パワードスーツを装着している間はモンスターの攻撃を受けても多少の衝撃や痛みを感じる程度ですむのだが、パワードスーツがなくなると当然ながらモンスターの攻撃を受ければひとたまりもない。栄人はこの五年間、異世界での探索中に何度もモンスターの攻撃を受けたことがあるのだが、それでもやはり命の盾と言うべきパワードスーツが削られる感覚は慣れるものではなく、パワードスーツの下で栄人は炎の熱さとは別の意味で汗を流していた。

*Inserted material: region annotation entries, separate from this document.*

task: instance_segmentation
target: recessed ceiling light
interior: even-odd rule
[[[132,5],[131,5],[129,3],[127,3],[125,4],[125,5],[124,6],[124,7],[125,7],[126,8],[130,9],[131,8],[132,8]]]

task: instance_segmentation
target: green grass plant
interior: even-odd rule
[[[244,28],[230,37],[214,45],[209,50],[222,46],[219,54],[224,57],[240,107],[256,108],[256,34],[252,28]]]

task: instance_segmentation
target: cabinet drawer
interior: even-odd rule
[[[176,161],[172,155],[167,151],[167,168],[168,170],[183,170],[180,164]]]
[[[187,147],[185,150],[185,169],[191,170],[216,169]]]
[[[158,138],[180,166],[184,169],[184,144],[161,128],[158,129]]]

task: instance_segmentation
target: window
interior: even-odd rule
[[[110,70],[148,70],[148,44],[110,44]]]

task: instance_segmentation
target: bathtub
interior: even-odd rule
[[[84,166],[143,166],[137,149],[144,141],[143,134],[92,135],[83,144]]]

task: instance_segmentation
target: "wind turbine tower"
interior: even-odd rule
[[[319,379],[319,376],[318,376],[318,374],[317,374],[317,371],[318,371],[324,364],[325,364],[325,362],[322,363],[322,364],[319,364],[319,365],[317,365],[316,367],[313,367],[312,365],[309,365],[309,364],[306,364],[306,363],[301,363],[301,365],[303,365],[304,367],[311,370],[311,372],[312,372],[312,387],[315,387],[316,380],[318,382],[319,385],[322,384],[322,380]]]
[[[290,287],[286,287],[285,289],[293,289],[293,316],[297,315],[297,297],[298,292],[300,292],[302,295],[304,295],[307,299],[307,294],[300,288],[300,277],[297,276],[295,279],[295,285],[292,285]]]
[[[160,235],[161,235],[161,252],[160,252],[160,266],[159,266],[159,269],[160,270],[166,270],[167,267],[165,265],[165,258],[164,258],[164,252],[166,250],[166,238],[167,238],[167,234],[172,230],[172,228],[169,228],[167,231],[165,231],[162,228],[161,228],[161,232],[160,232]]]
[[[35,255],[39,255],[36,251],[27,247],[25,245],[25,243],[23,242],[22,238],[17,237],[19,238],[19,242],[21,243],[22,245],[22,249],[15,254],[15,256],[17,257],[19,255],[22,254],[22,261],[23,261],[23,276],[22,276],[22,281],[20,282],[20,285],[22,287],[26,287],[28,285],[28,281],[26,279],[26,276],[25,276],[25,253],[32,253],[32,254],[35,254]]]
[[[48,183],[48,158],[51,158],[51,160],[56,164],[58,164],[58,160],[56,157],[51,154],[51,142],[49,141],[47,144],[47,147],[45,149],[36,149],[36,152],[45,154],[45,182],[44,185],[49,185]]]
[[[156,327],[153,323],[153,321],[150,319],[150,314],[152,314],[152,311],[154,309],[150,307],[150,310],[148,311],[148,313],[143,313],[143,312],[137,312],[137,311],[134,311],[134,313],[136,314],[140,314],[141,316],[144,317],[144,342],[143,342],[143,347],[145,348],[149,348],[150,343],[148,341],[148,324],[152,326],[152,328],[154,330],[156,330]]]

栄人は体勢を立て直すべく急いでこの場から離れようとするが、それよりも先に他のヴォルダイブ・ビグマスが仲間の身体に食い千切って特殊能力を発動し、栄人とヴォルダイブ・ザイラーに向けて更なる炎を吹きかける。それによって栄人のライフポイントがまた削られていく。
「やってくれるな。……だけどこれはチャンスだ」
見ればヴォルダイブ・ビグマスの群れは特殊能力の代償による共喰いにより数を減らしており、それを確認した栄人は逆転の一手を打つことにする。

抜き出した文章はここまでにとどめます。